Les progrès de la République et l’affirmation de sa laïcité, au moment des lois de séparation de l’Eglise et de l’Etat, expliquent cette loi libérale, dont les effets sont considérables ; elle a abouti à la rapide éclosion de dizaines de milliers d’associations diverses et y a ancré certains des principes de base de la démocratie. En 2010, existent en France 1,1 millions d’associations selon la loi de 1901.

La Société des Professeurs d’Histoire et de Géographie a choisi le mode associatif en 1910, car cela était désormais possible.

Le statut souple des associations a été le gage de leurs succès, grâce à lui, l’APHG a pu garder sa totale indépendance et sa neutralité, elle n’a eu besoin ni de s’associer à un parti politique ni de dépendre du ministère de l’Education, dont la configuration a été maintes fois modifiée. Elle a d’ailleurs été suspendue durant le régime de Vichy.

Elle peut assurer un travail de secrétariat et, sans faire de bénéfice, agir comme une petite entreprise. Son organisation régionale lui assure stabilité et représentativité.

Toutefois, Tocqueville considérait les associations comme un moyen pour les humbles de se réunir en nombre suffisant afin de faire masse et de se faire entendre aux dépens de l’élite qui conservait le monopole de la parole. En France, mais aussi aux Etats-Unis, les associations n’assument pas vraiment ce rôle ; la plupart servent à rassembler des membres qui partagent des valeurs, des modes, des pratiques ou des spécialités les plus diverses ; leur activité primordiale consiste à valoriser et renforcer le groupe. Ce n’est qu’accessoirement que ces associations cherchent à imposer leurs points de vue ou à regrouper le plus de monde possible afin de se faire entendre à l’extérieur.

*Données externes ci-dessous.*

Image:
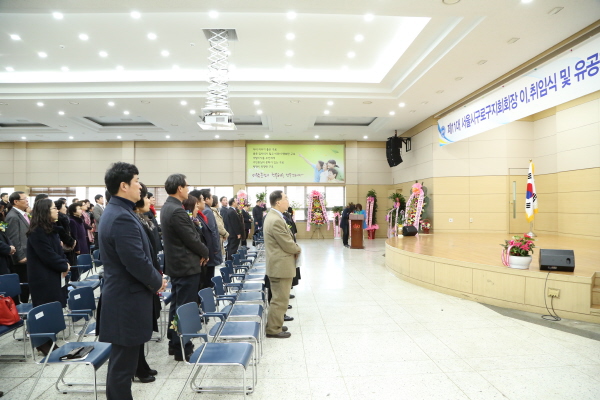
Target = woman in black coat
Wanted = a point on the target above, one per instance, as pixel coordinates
(46, 261)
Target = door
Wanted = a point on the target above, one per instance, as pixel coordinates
(516, 213)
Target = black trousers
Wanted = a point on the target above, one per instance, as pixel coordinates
(21, 270)
(121, 368)
(183, 290)
(233, 243)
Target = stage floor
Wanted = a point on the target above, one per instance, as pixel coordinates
(484, 248)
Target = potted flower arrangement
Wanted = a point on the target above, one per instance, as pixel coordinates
(516, 252)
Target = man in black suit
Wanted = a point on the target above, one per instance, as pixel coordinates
(130, 280)
(185, 254)
(235, 228)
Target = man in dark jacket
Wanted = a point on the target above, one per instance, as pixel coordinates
(235, 227)
(184, 254)
(130, 280)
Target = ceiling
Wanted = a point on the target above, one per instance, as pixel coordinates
(421, 54)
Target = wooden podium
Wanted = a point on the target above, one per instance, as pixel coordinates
(356, 222)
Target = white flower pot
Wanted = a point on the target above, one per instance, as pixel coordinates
(519, 262)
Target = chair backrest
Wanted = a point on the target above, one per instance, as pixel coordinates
(188, 320)
(47, 318)
(218, 282)
(207, 300)
(81, 299)
(9, 285)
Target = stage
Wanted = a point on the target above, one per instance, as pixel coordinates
(468, 265)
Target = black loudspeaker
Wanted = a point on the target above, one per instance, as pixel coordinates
(392, 151)
(557, 260)
(409, 230)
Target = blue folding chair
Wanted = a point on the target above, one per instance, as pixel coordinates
(189, 325)
(43, 323)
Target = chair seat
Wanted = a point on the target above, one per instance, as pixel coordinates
(79, 284)
(237, 328)
(24, 308)
(9, 328)
(244, 310)
(224, 353)
(96, 357)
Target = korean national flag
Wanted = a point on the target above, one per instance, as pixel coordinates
(531, 196)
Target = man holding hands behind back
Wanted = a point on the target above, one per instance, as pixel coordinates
(281, 253)
(130, 280)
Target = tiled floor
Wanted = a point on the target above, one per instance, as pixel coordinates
(361, 333)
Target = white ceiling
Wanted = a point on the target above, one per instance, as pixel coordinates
(413, 51)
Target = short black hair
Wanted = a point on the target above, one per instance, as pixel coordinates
(14, 196)
(275, 196)
(173, 183)
(117, 173)
(73, 208)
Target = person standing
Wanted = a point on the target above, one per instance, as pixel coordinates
(184, 255)
(130, 280)
(235, 227)
(281, 255)
(344, 223)
(18, 221)
(46, 261)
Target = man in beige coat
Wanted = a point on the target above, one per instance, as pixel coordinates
(281, 252)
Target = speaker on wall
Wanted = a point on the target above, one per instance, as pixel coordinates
(409, 230)
(392, 151)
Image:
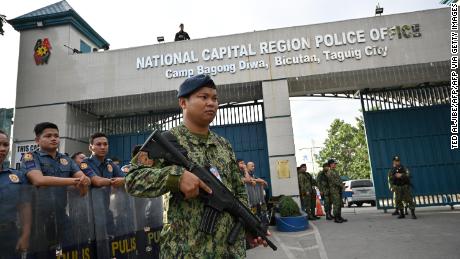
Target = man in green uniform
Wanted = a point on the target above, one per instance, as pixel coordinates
(307, 191)
(400, 180)
(181, 237)
(324, 189)
(336, 189)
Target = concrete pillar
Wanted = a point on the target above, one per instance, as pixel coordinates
(280, 137)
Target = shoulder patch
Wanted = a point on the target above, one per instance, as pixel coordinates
(63, 161)
(83, 165)
(28, 160)
(28, 157)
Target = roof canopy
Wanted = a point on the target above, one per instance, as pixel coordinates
(59, 13)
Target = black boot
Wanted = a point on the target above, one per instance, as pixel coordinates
(401, 214)
(412, 212)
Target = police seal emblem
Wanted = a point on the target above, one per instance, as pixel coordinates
(28, 157)
(64, 161)
(14, 178)
(83, 166)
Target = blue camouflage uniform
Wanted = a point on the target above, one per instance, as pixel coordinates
(13, 192)
(50, 222)
(92, 166)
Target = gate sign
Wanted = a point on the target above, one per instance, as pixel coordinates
(22, 148)
(42, 51)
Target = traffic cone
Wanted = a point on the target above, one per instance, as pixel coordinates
(319, 208)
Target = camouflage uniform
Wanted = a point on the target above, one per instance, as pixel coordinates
(323, 185)
(181, 237)
(402, 189)
(391, 186)
(336, 189)
(307, 192)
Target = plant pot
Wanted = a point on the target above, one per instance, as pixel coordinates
(291, 224)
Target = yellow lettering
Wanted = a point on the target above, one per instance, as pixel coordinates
(86, 253)
(115, 247)
(133, 244)
(157, 237)
(150, 237)
(123, 245)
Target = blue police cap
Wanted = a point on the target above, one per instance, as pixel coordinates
(194, 83)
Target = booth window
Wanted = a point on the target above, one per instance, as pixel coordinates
(84, 48)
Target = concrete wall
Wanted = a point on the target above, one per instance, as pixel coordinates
(114, 73)
(280, 138)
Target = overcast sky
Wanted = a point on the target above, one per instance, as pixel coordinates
(126, 24)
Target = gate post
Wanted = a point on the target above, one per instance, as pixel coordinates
(280, 136)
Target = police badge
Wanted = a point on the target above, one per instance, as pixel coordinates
(215, 172)
(63, 161)
(83, 166)
(14, 178)
(28, 157)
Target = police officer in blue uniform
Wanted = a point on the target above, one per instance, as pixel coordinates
(106, 174)
(14, 202)
(48, 167)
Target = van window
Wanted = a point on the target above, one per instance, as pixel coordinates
(361, 183)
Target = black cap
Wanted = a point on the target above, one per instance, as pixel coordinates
(194, 83)
(331, 161)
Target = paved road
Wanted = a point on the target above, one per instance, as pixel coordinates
(372, 234)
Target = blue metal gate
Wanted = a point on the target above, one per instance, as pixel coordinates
(414, 124)
(243, 125)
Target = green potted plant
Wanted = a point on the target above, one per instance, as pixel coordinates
(290, 218)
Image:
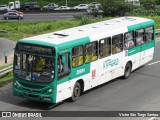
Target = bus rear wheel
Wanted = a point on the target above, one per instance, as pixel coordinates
(76, 92)
(127, 70)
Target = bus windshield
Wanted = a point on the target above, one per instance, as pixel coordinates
(33, 68)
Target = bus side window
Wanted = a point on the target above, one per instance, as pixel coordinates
(128, 40)
(139, 37)
(77, 56)
(117, 43)
(149, 34)
(63, 68)
(105, 47)
(91, 50)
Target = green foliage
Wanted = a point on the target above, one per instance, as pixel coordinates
(116, 7)
(5, 78)
(45, 2)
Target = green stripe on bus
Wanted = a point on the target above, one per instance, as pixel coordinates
(75, 73)
(37, 42)
(141, 25)
(79, 70)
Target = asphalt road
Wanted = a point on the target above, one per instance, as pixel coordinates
(45, 17)
(141, 92)
(5, 45)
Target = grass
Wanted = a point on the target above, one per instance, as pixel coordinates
(19, 30)
(45, 2)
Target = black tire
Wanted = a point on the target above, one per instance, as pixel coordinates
(76, 92)
(127, 70)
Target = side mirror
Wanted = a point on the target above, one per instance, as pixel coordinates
(5, 59)
(63, 60)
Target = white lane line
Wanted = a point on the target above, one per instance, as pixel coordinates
(154, 63)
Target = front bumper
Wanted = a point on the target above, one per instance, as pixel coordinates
(49, 98)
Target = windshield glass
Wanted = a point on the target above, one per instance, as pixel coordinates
(33, 68)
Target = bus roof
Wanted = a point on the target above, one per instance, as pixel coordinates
(93, 31)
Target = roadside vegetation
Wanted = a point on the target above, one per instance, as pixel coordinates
(71, 3)
(19, 30)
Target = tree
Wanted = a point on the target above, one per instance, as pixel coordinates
(116, 7)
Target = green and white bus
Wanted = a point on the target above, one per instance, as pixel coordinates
(60, 65)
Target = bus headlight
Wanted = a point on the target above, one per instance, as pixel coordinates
(17, 85)
(48, 91)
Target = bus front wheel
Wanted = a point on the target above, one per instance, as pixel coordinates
(127, 70)
(76, 92)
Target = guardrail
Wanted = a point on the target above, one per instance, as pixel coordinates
(6, 70)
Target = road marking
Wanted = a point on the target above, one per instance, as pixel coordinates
(154, 63)
(154, 118)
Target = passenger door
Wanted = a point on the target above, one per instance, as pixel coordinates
(63, 83)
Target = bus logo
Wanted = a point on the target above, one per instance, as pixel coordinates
(110, 63)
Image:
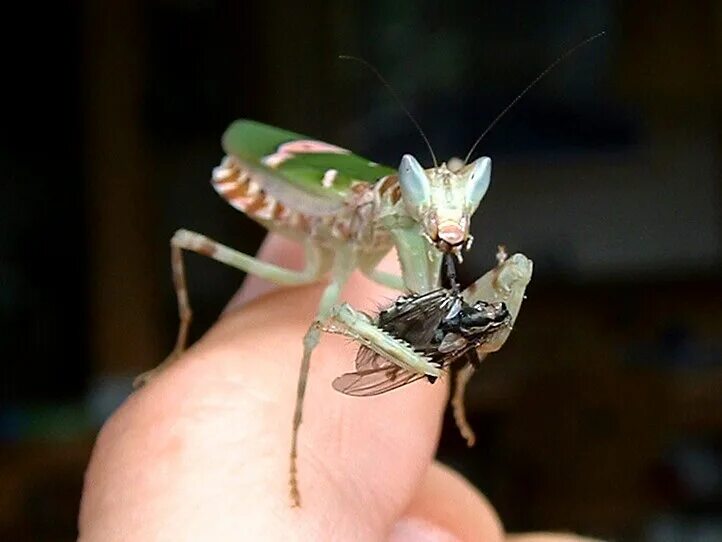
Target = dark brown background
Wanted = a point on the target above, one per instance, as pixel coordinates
(604, 412)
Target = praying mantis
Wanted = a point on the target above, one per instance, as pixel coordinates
(348, 213)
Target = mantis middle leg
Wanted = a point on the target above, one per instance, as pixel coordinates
(316, 265)
(343, 266)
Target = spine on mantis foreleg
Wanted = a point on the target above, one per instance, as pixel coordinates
(507, 282)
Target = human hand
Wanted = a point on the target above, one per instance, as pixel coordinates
(201, 453)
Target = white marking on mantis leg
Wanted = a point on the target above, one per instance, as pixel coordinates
(269, 206)
(329, 177)
(286, 151)
(221, 173)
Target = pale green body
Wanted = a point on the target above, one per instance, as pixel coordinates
(348, 213)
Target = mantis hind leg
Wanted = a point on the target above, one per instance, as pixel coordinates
(343, 266)
(457, 404)
(315, 267)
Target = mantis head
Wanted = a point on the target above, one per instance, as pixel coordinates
(443, 201)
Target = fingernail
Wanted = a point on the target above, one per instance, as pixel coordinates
(419, 530)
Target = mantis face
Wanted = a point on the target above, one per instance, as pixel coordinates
(442, 200)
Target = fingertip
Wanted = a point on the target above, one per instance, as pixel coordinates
(448, 507)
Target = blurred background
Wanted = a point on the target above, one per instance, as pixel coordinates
(602, 415)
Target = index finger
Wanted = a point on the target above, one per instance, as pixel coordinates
(212, 434)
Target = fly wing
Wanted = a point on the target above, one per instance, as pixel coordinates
(417, 318)
(374, 375)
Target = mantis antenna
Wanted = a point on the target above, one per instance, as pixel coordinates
(531, 85)
(396, 98)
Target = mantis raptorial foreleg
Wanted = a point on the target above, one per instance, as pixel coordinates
(507, 282)
(317, 263)
(386, 279)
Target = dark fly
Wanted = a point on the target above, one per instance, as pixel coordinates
(439, 325)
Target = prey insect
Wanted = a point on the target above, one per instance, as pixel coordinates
(348, 213)
(444, 326)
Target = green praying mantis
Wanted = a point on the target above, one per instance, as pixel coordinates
(348, 213)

Les associations existent avant tout pour elles-mêmes, bien qu’elles aient comme but une action ou des propositions à réaliser au-delà du groupe. La cohésion interne est indispensable pour atteindre leurs objectifs.

La conséquence de ce type d’attitude conditionne le fonctionnement des associations comme la nôtre ; sans doute, les statuts prévoient-ils des élections régulières afin de choisir le bureau, issu d’une assemblée générale des membres, qui constitue le peuple des citoyens. Mais, cette démocratie de type parlementaire n’est, le plus souvent, qu’une apparence. La survie du groupe nécessite des candidats le plus souvent cooptés par le bureau, ou quelques-uns de ces membres, ce qui permet de constituer une liste sans réelle concurrence. Afin d’éviter les divisions internes, les scrutins qui suivent sont de type soviétique, quelle que soit l’orientation politique de l’association : président et bureau sont le plus souvent élus à la quasi-unanimité.

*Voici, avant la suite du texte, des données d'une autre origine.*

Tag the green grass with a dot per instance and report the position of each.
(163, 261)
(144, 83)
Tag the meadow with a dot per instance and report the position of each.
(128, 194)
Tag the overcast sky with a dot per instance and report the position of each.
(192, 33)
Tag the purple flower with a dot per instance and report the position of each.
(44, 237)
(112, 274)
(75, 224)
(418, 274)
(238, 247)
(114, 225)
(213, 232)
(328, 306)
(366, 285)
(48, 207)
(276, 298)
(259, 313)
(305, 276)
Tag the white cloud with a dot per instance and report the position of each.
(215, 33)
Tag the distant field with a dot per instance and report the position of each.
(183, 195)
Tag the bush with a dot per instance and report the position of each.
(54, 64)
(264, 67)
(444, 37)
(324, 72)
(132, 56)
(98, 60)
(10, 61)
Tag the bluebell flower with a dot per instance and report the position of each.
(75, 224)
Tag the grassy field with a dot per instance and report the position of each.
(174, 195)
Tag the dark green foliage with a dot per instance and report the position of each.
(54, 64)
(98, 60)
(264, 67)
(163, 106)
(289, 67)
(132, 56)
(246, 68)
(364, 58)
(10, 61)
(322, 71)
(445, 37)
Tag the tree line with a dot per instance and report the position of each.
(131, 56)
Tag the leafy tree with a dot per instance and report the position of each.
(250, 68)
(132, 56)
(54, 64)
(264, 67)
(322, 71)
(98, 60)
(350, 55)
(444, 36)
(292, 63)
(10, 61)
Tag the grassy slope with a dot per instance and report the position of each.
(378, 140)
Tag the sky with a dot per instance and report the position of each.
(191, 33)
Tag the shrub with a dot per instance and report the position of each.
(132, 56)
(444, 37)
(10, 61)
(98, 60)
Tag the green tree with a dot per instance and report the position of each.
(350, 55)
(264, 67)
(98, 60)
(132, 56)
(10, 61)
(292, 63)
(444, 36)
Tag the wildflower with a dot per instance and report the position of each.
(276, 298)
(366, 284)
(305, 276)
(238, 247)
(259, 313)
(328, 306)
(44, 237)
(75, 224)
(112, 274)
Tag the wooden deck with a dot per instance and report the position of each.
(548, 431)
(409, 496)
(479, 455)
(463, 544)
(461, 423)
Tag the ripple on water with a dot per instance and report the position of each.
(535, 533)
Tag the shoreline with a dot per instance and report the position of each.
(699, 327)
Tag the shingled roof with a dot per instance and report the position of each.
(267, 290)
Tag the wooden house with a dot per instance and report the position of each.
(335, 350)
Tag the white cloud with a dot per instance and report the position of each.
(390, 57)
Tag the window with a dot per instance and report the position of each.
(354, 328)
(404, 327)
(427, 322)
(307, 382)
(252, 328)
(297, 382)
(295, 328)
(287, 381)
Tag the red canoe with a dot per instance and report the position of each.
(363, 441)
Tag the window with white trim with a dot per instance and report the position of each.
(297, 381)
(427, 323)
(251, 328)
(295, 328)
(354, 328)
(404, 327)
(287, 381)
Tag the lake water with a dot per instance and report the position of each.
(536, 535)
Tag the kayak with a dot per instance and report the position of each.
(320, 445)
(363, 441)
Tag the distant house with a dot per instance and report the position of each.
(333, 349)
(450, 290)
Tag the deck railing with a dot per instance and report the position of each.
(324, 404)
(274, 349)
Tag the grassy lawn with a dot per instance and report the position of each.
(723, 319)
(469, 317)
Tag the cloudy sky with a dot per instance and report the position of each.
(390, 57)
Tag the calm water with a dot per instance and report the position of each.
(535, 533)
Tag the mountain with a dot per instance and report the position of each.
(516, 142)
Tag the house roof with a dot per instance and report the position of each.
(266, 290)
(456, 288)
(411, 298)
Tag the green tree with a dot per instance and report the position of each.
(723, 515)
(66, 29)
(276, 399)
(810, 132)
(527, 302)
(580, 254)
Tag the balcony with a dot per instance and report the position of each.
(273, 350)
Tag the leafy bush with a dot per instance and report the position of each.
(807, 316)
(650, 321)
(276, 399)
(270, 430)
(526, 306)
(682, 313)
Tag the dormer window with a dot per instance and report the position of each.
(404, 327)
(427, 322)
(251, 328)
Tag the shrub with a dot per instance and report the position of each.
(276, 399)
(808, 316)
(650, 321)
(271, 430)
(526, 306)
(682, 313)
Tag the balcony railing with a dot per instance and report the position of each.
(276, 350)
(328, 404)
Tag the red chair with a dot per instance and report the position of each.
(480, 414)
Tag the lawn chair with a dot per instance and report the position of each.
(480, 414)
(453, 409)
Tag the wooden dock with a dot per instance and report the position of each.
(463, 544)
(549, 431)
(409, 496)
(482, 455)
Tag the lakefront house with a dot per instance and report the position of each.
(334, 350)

Tocqueville voyait dans les associations une école de démocratie, mais il écrivait en un temps où celle-ci était encore contestée ; depuis 1901, et surtout dans le dernier demi-siècle, les institutions démocratiques sont relativement solides et les associations peuvent mener leur existence à leur façon, sans interférence.

Elles n’en représentent pas moins un élément capital du tissu social de nos pays, comme l’analyste du Cotentin l’avait pressenti à partir de l’exemple initial des Etats-Unis ; il ne s’était pas trompé, mais, pour une fois, les Français n’ont pas eu besoin de l’apport venu de ce pays.

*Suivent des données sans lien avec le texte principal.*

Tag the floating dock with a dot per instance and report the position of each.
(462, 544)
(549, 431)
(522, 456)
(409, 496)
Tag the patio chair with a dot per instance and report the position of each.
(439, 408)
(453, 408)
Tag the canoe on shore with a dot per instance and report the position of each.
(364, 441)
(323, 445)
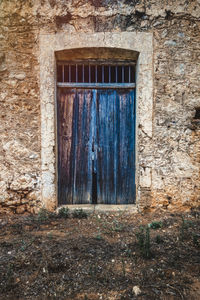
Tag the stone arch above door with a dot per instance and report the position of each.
(124, 45)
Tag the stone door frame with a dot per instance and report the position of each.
(52, 42)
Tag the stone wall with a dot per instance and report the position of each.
(169, 160)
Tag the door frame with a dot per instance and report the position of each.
(51, 44)
(94, 91)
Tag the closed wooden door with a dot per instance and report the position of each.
(96, 146)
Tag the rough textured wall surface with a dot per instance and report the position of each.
(170, 163)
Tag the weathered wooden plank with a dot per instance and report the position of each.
(126, 148)
(82, 141)
(96, 135)
(74, 161)
(115, 138)
(105, 140)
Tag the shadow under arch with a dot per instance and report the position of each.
(104, 53)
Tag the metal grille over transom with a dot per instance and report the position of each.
(98, 75)
(96, 132)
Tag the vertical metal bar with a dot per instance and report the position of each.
(122, 74)
(76, 73)
(69, 73)
(89, 73)
(63, 73)
(96, 79)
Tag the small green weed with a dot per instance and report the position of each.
(79, 214)
(143, 237)
(43, 215)
(159, 239)
(123, 267)
(63, 212)
(196, 239)
(117, 226)
(185, 224)
(155, 225)
(98, 236)
(23, 246)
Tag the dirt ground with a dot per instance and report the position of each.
(100, 256)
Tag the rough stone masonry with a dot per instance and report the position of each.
(169, 160)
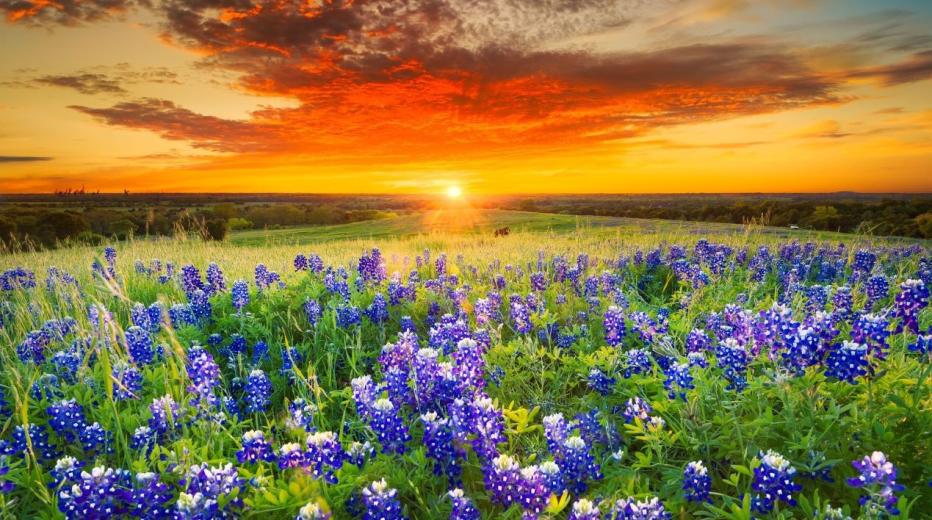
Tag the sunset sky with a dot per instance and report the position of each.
(495, 96)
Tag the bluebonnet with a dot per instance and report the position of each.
(503, 480)
(37, 437)
(150, 498)
(240, 294)
(324, 455)
(696, 482)
(347, 316)
(139, 345)
(191, 279)
(258, 391)
(733, 359)
(613, 323)
(101, 493)
(773, 482)
(255, 448)
(912, 298)
(381, 502)
(438, 439)
(637, 408)
(312, 311)
(678, 380)
(200, 305)
(312, 511)
(301, 415)
(877, 478)
(386, 422)
(291, 456)
(585, 509)
(637, 362)
(877, 287)
(377, 312)
(96, 440)
(600, 382)
(847, 362)
(143, 439)
(215, 280)
(577, 464)
(165, 414)
(922, 345)
(359, 452)
(463, 507)
(206, 488)
(66, 417)
(631, 509)
(520, 315)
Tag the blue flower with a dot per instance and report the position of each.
(255, 448)
(463, 507)
(696, 482)
(600, 382)
(381, 502)
(613, 323)
(438, 439)
(139, 345)
(324, 455)
(773, 482)
(847, 362)
(388, 427)
(584, 509)
(678, 380)
(240, 295)
(258, 391)
(631, 509)
(877, 479)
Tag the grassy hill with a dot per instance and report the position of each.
(475, 221)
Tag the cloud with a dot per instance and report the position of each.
(176, 123)
(63, 12)
(22, 158)
(85, 83)
(917, 67)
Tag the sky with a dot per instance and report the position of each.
(491, 96)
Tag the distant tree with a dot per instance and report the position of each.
(215, 229)
(237, 223)
(123, 228)
(65, 224)
(924, 223)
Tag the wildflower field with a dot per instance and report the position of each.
(586, 374)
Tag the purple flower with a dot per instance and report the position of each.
(388, 427)
(773, 482)
(910, 301)
(847, 362)
(463, 507)
(258, 391)
(878, 481)
(438, 439)
(381, 502)
(696, 482)
(614, 324)
(647, 509)
(255, 448)
(584, 509)
(600, 382)
(240, 294)
(324, 455)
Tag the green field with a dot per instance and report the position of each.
(471, 222)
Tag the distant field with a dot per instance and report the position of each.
(486, 221)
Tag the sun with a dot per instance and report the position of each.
(454, 192)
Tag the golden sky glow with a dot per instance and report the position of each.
(489, 96)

Les associations selon la loi de 1901 constituent un élément fondamental de la société française, elles sont le signe de sa vitalité intrinsèque et sont d’autant plus importantes que beaucoup de corps intermédiaires traditionnels se sont étiolés. De nombreux citoyens sont souvent membres de plusieurs associations. Toutefois, elles reçoivent depuis peu la concurrence des réseaux sociaux sur Internet, du type Facebook.

L’APHG demeure sans aucun doute avec ses 8 000 adhérents et son type de fonctionnement, l’un des fleurons du monde associatif.

Jacques Portes

Notes

[1Alexis de Tocqueville, De la démocratie en Amérique, vol. 2, Paris, Garnier-Flammarion, 1981, p. 141.